Fonte: Il Sole 24 Ore
<L’ Innovazione non è un’opzione ma una scelta obbligata per tutti noi». E questo è un input che va inquadrato in un ragionamento più generale: «La politica che dobbiamo chiedere come Confindustria è una politica dei fattori, e non dei settori, orizzontale e che faccia il bene del Paese». Il presidente di Confindustria, Vincenzo Boccia, parla davanti agli imprenditori di Anie, organizzazione del sistema Confindustriale cui aderiscono 1.200 aziende del settore elettrotecnico ed elettronico, in grado di generare 54 miliardi di euro di fatturato aggregato (ma che saliranno a oltre 90 miliardi fra un anno con l’ingresso in Anie degli imprenditori di Animp, associazione nazionale di impiantistica italiana) e 29 miliardi di esportazioni, cui se ne aggiungeranno altre 30 con i nuovi innesti.
Boccia interviene alla conclusione dell’Assemblea Pubblica e del discorso del presidente Anie, Claudio Gemme, che ha descritto i contorni di un settore il cui fatturato nel 2015 è cresciuto del 5,8%, «segnale positivo ma non sufficiente per colmare l’ampio divario rispetto ai livelli pre-crisi». Insomma, un andamento frutto di due spinte: tenuta delle vendite estere e prima inversione di tendenza nel mercato interno.
«La strada per il recupero è ancora in salita. Se non riparte il mercato interno con investimenti strutturali – precisa Gemme – resteremo sempre appesi a cifre percentuali non significative». E visto che l’Italia «è un Paese vecchio, obsoleto, che necessita di un grande piano di ammodernamento e di riqualificazione energetica e ambientale delle abitazioni, degli edifici pubblici, delle reti infrastrutturali energetiche e di trasporto».
Con questo clima di fondo si è svolta l’Assemblea annuale dell’Anie cui oltre al presidente di Confindustria ha presenziato anche il sottosegretario del ministero per lo Sviluppo, Ivan Scalfarotto. «La nostra intenzione – afferma Boccia – è quella di dare una credibile prospettiva al nostro sistema industriale per il prossimo futuro, che sappia valorizzare le nostre innumerevoli ricchezze, dalla tradizione artigiana alla flessibilità, dal made in Italy alla meccanica, dall’ingegneria al design puntando a fonderle con l’innovazione, con la ricerca e con le nuove tecnologie. Stiamo parlando di un vero “matrimonio” per avere un’industria innovativa, ossia capace di fare della qualità il suo faro, ma che sarà essenziale per rendere più efficiente, moderno e competitivo il Paese intero».
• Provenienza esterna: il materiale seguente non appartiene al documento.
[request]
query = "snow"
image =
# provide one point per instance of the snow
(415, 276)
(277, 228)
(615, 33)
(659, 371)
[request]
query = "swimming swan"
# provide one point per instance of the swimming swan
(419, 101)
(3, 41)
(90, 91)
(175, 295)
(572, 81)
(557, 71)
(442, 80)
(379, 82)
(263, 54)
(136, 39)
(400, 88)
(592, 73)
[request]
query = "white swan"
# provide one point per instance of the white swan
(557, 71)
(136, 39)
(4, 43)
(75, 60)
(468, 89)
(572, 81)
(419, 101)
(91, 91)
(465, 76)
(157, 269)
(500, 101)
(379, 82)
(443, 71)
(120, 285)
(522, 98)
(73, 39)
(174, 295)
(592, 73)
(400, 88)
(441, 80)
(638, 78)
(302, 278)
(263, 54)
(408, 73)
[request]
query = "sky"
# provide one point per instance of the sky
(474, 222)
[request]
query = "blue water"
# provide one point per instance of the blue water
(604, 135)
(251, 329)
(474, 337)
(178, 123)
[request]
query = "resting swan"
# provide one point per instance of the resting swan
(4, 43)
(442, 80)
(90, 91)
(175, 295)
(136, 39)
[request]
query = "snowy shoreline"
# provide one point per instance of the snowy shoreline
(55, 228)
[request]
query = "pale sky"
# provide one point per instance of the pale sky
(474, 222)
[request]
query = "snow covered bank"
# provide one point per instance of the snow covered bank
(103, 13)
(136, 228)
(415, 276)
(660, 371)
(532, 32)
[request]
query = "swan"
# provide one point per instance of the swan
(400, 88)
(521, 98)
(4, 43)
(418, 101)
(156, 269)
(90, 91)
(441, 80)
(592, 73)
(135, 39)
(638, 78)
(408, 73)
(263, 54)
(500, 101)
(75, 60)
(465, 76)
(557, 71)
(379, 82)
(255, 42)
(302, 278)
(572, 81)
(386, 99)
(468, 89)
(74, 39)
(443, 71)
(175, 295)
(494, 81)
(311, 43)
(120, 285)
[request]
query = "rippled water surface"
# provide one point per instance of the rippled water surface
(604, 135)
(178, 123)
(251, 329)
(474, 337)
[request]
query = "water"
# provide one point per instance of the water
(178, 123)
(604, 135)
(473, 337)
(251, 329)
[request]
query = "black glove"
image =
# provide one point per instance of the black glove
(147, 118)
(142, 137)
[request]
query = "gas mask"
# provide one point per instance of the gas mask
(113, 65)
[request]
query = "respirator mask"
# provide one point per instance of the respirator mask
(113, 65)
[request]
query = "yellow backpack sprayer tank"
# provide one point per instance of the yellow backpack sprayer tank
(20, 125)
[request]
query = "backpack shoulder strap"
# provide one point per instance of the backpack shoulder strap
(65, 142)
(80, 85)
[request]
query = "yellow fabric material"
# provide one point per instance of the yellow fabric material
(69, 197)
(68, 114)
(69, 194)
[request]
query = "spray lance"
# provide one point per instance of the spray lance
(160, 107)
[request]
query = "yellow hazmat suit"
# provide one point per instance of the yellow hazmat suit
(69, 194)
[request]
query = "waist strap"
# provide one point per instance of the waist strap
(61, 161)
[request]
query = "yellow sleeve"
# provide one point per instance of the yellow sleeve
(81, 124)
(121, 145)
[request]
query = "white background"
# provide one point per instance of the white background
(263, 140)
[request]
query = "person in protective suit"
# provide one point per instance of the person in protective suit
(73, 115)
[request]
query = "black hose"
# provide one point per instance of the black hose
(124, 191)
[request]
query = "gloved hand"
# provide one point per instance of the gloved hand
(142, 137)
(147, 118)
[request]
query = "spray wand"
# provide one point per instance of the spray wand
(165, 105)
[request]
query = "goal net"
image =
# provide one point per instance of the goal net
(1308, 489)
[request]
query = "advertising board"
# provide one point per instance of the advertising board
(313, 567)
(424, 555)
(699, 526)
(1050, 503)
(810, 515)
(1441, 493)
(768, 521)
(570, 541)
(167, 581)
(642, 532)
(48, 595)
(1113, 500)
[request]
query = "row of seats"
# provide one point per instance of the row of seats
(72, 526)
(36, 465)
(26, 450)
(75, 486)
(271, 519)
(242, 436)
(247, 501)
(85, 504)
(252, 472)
Certo, occorre anche tenere a mente quando si parla di innovazione che la Ue ha fissato al 3% il target per la spesa in Ricerca e Sviluppo da raggiungere entro il 2020. «Ma l’Italia – ha ricordato Boccia – è all’1.3%, sommando ricerca pubblica e privata. Siamo molto, troppo lontani». Per questo, «l’innovazione va sì stimolata, ma anche finanziata, soprattutto in presenza di fallimenti di mercato e laddove può offrire ritorni più significativi in termini di competitività del sistema-paese nel suo complesso».
Ineludibile però sarà anche un passaggio culturale e metodologico: «È necessario – spiega Boccia – creare un ponte, dei veri e propri innovation hub, poli fisici, gestiti in partnership pubblico-privata, all’interno dei quali le imprese potranno contaminarsi con il mondo della ricerca, ma anche dando vita a veri e propri progetti di investimento».